SÃO PAULO (Reuters) - Na apresentação de "Quebradeiras" no Festival de Brasília de 2009, onde o filme saiu com três prêmios (direção, fotografia e som), o diretor Evaldo Mocarzel pediu que a plateia desligasse seus telefones celulares e se preparasse para uma viagem sensorial. Nada mais próximo da verdade para definir esse trabalho, concluído há dois anos mas até agora inédito nos cinemas.

Durante 71 minutos, as imagens de Gustavo Hadba, a trilha sonora minimalista de Thiago Cury e Marcus Siqueira e os sons da natureza criam uma atmosfera zen em torno de um grupo de mulheres da região do Bico do Papagaio (área dos territórios do Maranhão, Tocantins e Pará) que extraem das palmeiras de babaçu o fruto de seu sustento. Usam a palha das folhas para a confecção de cestos, a casca do coco para produzir carvão e a castanha para a produção de azeite e sabão.

Nesse universo feminino por excelência - os homens são vistos apenas nas rodas de danças e celebrações religiosas -, acompanhamos quase em tempo real suas atividades cotidianas.

Ouvimos o farfalhar das folhas ao vento quando elas caminham na floresta em busca dos cocos; o rumor das águas dos regatos; o baque dos porretes contra a casca do fruto, pousado na lâmina de um machado, para a retirada da castanha branca; e o ranger das cordas da rede quando descansam no final da jornada de trabalho. É uma verdadeira sinfonia de imagens que narram a alegria do despertar e o cansaço de um dia de trabalho.

Ao contrário de seus filmes mais conhecidos - "À Margem da Imagem" (2001), "À margem do Concreto" (2005) e "À Margem do Lixo" (2008) - em "Quebradeiras", Mocarzel rompe com as palavras, que estão presentes apenas nos cantos religiosos e de trabalho, o lindô, a mangaba, o reisado e as ladainhas. Não há entrevistas, apenas a representação de seu dia-a-dia.

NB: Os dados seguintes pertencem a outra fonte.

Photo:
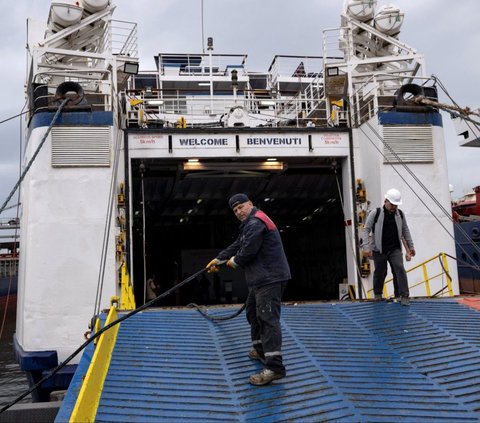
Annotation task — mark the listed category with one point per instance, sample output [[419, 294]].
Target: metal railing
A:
[[88, 399], [427, 280]]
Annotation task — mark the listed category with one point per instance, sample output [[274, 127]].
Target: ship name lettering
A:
[[274, 141], [203, 141]]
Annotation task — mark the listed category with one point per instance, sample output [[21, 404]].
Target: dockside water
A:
[[13, 381]]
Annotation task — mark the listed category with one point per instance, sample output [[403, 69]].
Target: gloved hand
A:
[[213, 265], [231, 263]]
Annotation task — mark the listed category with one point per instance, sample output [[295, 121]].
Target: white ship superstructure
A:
[[133, 173]]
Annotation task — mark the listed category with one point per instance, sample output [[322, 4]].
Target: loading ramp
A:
[[346, 362]]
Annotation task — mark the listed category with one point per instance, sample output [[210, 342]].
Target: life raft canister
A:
[[71, 87], [408, 89]]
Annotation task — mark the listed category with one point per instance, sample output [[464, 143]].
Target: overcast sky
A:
[[445, 31]]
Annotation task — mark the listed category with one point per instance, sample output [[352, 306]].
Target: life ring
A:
[[67, 87], [412, 89]]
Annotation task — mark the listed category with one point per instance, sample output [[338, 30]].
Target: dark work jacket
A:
[[259, 251]]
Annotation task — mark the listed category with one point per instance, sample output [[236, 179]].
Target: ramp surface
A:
[[346, 362]]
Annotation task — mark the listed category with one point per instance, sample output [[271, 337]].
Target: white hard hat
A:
[[393, 196]]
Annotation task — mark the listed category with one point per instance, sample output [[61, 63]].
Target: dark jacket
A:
[[374, 224], [259, 251]]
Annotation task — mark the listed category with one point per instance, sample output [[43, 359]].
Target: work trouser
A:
[[395, 258], [263, 308]]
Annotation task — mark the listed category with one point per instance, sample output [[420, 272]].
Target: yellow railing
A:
[[127, 298], [427, 278], [88, 399]]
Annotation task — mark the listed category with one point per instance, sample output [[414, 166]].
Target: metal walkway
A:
[[346, 362]]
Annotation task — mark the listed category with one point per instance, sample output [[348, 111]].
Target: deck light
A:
[[332, 71], [131, 68], [155, 102]]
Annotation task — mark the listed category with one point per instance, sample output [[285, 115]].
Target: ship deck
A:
[[346, 362]]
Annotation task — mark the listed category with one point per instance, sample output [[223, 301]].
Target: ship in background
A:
[[9, 250], [466, 212], [129, 171]]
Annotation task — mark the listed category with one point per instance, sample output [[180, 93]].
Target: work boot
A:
[[264, 377], [254, 355]]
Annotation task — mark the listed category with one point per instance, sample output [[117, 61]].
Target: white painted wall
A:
[[63, 221]]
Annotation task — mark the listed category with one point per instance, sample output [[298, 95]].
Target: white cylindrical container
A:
[[363, 10], [93, 6], [65, 13]]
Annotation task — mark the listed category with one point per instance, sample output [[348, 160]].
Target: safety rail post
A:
[[85, 408], [426, 279], [127, 297], [449, 278]]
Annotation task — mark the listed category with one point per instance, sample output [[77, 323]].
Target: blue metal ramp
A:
[[346, 362]]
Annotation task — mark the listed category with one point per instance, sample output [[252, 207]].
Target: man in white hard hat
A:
[[388, 227]]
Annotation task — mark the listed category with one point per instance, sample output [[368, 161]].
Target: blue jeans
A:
[[395, 258], [263, 307]]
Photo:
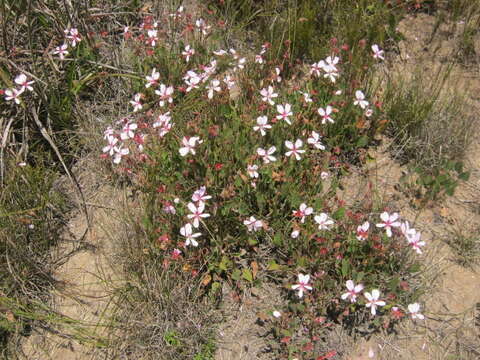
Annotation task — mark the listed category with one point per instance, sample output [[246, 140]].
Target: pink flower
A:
[[414, 310], [415, 243], [377, 52], [110, 148], [252, 171], [314, 140], [325, 114], [188, 53], [152, 80], [268, 94], [13, 94], [137, 105], [353, 291], [324, 221], [214, 86], [362, 231], [24, 83], [128, 131], [294, 148], [73, 36], [389, 221], [187, 231], [302, 212], [262, 125], [373, 301], [189, 145], [360, 99], [197, 213], [200, 195], [284, 112], [302, 285], [61, 51], [266, 155], [165, 93], [253, 224]]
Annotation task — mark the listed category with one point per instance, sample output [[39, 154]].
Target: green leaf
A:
[[247, 275]]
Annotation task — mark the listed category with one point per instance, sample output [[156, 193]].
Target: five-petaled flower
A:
[[253, 224], [197, 213], [302, 285], [189, 144], [389, 221], [414, 310], [324, 221], [294, 148], [314, 140], [262, 125], [373, 301], [266, 155], [360, 99], [268, 94], [200, 195], [353, 291], [24, 83], [137, 105], [303, 211], [377, 52], [284, 112], [325, 114], [252, 171], [187, 231], [362, 231]]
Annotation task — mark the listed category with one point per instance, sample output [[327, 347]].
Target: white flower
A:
[[266, 155], [302, 285], [165, 93], [325, 114], [303, 211], [324, 221], [377, 52], [314, 140], [61, 51], [137, 105], [187, 231], [128, 131], [24, 83], [152, 79], [353, 291], [414, 310], [360, 99], [253, 224], [189, 145], [373, 301], [252, 171], [389, 221], [294, 148], [197, 213], [362, 231], [13, 94], [268, 94], [262, 125], [284, 112], [213, 86]]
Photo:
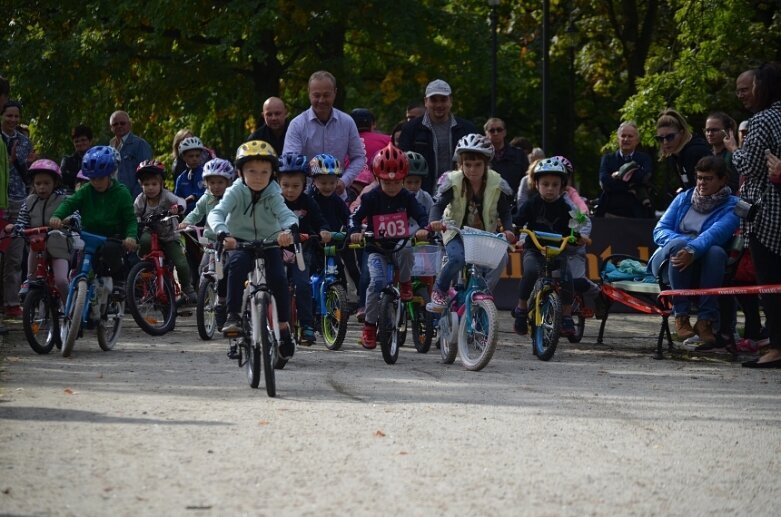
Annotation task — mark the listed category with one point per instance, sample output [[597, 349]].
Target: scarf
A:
[[705, 204]]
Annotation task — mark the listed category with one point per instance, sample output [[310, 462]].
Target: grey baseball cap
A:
[[438, 87]]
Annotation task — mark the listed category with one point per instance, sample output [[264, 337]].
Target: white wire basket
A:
[[428, 260], [483, 248]]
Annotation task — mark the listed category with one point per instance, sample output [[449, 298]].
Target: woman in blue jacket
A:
[[693, 234]]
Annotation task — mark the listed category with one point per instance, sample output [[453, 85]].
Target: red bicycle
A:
[[151, 289], [42, 304]]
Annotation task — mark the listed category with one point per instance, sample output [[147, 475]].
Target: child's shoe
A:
[[286, 345], [567, 326], [369, 336], [405, 291], [307, 335], [438, 301], [232, 326], [520, 325]]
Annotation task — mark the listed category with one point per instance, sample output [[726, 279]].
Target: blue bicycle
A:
[[91, 302], [329, 297]]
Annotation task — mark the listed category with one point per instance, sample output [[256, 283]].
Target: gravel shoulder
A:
[[169, 426]]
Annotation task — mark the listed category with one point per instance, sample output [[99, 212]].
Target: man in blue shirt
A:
[[325, 129]]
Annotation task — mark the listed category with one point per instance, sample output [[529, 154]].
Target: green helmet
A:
[[417, 164]]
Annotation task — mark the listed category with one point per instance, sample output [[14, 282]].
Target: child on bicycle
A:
[[253, 209], [325, 171], [154, 197], [387, 211], [36, 211], [547, 210], [189, 184], [293, 173], [106, 208], [473, 195]]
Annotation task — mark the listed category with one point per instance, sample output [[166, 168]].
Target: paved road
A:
[[168, 426]]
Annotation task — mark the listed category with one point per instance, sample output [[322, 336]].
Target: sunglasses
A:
[[666, 138]]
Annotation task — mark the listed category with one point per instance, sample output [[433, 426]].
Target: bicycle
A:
[[151, 289], [91, 301], [329, 296], [392, 318], [261, 334], [42, 304], [545, 311], [470, 320]]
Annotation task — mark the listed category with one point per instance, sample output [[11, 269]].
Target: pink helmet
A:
[[44, 165]]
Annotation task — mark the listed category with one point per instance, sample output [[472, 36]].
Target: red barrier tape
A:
[[631, 301], [723, 291]]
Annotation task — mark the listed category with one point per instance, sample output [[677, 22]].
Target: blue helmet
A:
[[292, 162], [99, 161]]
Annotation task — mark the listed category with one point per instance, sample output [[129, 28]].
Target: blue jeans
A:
[[455, 263], [706, 271]]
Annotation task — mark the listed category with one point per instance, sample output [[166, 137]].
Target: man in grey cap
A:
[[435, 134]]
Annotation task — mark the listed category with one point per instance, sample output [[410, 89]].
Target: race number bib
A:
[[391, 225]]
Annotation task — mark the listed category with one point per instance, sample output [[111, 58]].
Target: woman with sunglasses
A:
[[680, 147]]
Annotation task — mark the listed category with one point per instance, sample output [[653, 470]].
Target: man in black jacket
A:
[[435, 134]]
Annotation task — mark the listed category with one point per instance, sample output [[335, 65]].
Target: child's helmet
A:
[[99, 161], [293, 162], [390, 163], [567, 164], [550, 166], [325, 165], [417, 164], [149, 168], [190, 143], [44, 165], [218, 167], [256, 150], [474, 143]]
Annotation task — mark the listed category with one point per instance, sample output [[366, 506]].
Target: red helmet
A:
[[390, 163]]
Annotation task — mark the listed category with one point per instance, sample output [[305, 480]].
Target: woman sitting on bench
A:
[[693, 234]]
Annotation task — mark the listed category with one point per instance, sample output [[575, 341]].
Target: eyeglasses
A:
[[666, 138]]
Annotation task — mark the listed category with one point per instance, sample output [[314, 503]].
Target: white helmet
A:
[[474, 143], [189, 143], [218, 167]]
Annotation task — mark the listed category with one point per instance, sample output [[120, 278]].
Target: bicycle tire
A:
[[545, 338], [422, 328], [267, 345], [447, 350], [334, 321], [72, 320], [205, 316], [252, 363], [387, 332], [110, 325], [153, 316], [40, 321], [476, 354]]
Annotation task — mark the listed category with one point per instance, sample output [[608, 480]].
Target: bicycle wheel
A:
[[580, 321], [40, 320], [422, 323], [205, 316], [110, 325], [252, 362], [334, 321], [477, 347], [387, 331], [267, 344], [448, 324], [154, 315], [545, 337], [71, 322]]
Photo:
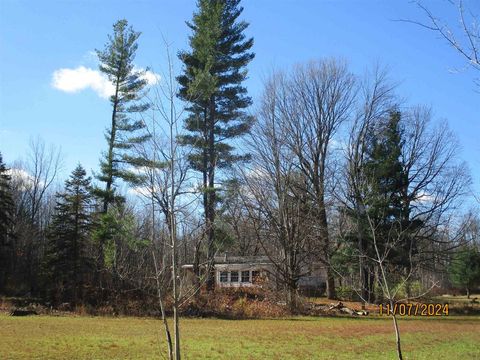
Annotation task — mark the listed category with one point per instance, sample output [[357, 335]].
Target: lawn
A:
[[69, 337]]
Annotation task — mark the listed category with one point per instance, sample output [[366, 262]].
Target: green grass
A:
[[48, 337]]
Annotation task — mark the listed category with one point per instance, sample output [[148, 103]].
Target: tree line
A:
[[329, 169]]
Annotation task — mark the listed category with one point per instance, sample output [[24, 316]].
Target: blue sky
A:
[[38, 38]]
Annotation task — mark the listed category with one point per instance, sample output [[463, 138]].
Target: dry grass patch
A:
[[46, 337]]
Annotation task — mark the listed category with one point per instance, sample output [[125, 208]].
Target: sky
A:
[[50, 86]]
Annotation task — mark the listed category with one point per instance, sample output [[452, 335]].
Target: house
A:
[[248, 271]]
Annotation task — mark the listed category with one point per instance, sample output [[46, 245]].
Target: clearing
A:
[[75, 337]]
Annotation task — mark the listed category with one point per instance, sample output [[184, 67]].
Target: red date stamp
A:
[[416, 309]]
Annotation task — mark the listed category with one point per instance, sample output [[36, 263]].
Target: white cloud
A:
[[82, 78]]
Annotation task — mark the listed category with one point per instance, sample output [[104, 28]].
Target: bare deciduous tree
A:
[[464, 37]]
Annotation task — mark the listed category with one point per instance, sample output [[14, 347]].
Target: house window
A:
[[255, 276], [234, 276]]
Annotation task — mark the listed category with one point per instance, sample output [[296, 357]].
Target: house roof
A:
[[221, 261]]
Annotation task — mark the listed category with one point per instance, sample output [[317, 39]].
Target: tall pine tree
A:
[[382, 199], [68, 261], [214, 70], [6, 218], [116, 61]]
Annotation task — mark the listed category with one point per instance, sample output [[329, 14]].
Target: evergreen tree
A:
[[214, 70], [385, 175], [116, 61], [6, 217], [68, 261], [382, 200]]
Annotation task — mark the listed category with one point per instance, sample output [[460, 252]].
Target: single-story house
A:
[[247, 271]]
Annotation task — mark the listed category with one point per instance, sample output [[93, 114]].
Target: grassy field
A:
[[48, 337]]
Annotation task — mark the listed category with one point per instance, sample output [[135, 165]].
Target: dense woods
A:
[[328, 169]]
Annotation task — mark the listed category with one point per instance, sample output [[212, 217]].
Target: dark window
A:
[[234, 276]]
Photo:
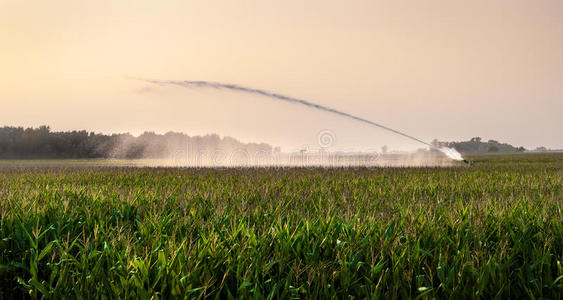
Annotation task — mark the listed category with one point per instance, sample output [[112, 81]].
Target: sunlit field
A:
[[494, 230]]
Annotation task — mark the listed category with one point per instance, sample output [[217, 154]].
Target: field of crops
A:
[[494, 230]]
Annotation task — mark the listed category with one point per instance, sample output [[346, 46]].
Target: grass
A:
[[490, 231]]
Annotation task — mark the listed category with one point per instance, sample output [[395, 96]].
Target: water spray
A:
[[449, 152]]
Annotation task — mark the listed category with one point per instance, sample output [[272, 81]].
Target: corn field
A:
[[494, 230]]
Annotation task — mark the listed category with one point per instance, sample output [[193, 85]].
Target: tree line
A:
[[41, 142]]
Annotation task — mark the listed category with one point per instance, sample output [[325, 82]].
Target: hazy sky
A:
[[435, 69]]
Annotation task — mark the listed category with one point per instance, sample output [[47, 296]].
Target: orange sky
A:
[[435, 69]]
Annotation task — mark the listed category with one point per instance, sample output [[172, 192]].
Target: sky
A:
[[447, 70]]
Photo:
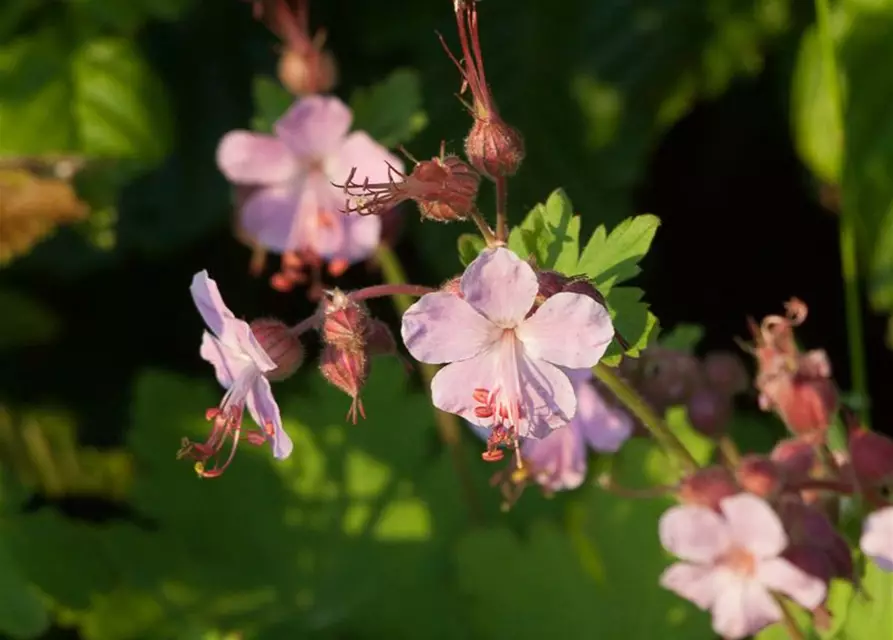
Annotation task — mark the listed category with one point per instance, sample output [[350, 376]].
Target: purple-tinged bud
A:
[[725, 372], [494, 148], [709, 411], [344, 322], [283, 347], [707, 487], [348, 371], [760, 476]]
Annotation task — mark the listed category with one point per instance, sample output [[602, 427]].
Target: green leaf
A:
[[470, 245], [632, 320], [612, 258], [24, 321], [271, 101], [97, 97], [391, 111], [683, 337]]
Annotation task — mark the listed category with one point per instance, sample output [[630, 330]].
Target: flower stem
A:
[[847, 234], [502, 232], [646, 415], [448, 426]]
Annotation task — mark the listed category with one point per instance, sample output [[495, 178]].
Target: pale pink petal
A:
[[253, 158], [559, 460], [265, 411], [314, 126], [500, 286], [778, 574], [754, 525], [693, 582], [440, 328], [568, 329], [692, 533], [742, 608], [603, 427], [877, 538]]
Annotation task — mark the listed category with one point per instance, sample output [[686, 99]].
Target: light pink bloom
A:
[[732, 564], [504, 367], [297, 207], [240, 364], [877, 538]]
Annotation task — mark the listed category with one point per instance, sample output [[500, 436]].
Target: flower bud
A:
[[707, 487], [344, 322], [348, 371], [725, 372], [759, 475], [284, 348], [709, 411], [494, 148]]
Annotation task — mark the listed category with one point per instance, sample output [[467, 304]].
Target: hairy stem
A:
[[448, 426], [637, 406]]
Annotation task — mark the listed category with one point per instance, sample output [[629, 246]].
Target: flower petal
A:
[[754, 525], [877, 538], [265, 411], [500, 286], [440, 328], [603, 427], [314, 126], [779, 574], [742, 608], [245, 157], [693, 533], [568, 329], [693, 582]]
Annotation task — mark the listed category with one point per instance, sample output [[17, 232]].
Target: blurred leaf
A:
[[271, 101], [632, 320], [470, 245], [24, 321], [682, 337], [612, 258], [391, 110], [97, 97]]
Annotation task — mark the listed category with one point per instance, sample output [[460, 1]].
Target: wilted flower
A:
[[242, 367], [298, 209], [732, 564], [504, 369], [877, 538]]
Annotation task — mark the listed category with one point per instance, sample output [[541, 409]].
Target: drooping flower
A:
[[242, 367], [504, 367], [297, 208], [732, 563], [877, 538]]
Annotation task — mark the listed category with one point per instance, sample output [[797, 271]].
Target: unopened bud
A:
[[348, 371], [304, 73], [494, 148], [709, 411], [707, 487], [759, 475], [871, 457], [284, 348], [344, 322], [725, 372]]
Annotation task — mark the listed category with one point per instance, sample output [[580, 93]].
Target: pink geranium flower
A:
[[297, 208], [504, 366], [877, 538], [242, 367], [732, 564]]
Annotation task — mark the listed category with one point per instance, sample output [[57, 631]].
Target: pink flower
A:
[[297, 207], [504, 369], [877, 538], [732, 564], [241, 366]]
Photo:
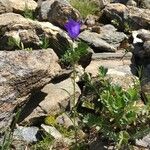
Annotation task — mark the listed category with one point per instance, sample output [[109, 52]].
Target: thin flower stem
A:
[[74, 103]]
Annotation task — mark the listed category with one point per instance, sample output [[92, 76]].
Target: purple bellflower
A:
[[73, 28]]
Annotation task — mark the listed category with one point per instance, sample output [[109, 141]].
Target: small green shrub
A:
[[85, 7], [119, 115]]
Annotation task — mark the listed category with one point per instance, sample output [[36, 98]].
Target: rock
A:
[[119, 70], [146, 3], [59, 95], [5, 6], [130, 16], [139, 18], [27, 134], [52, 131], [91, 20], [127, 2], [95, 42], [21, 5], [107, 41], [20, 73], [141, 41], [57, 12], [30, 33], [64, 120], [57, 98]]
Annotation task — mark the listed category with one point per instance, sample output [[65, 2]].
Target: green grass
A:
[[85, 7]]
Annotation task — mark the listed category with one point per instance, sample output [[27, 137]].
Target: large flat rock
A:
[[21, 72]]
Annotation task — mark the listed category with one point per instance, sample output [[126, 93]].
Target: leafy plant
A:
[[85, 7], [119, 114], [73, 55]]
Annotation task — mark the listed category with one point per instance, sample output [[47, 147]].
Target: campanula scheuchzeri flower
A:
[[73, 28]]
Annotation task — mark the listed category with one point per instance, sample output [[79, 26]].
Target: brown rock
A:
[[20, 73], [58, 12], [5, 6]]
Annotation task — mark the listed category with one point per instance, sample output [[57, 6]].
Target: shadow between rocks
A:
[[33, 102]]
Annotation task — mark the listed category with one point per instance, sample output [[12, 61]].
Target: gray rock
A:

O cineasta fluminense diz que se inspirou no experimentalismo dos colegas mineiros Cao Guimarães, Pablo Lobato, Helvécio Marins e Marília Rocha. Mas não seria exagero identificar também o olhar de Guimarães Rosa naquele ambiente que, muito distante da empoeirada Cordisburgo, vê na floresta o tempo também congelado e os corpos humanos se confundindo com o ambiente.

Toda invenção humana, fruto do desenvolvimento tecnológico, está ausente desse cotidiano. Sabemos que existe porque seus símbolos são vistos rapidamente na tela, como uma motocicleta em movimento, um ventilador num canto da sala e um aparelho de TV desligado. Fora isso é a marcha diária na floresta, o banho no rio, os cestos pesados de castanhas e um bastão de batom que, diante do espelho, colore a realidade.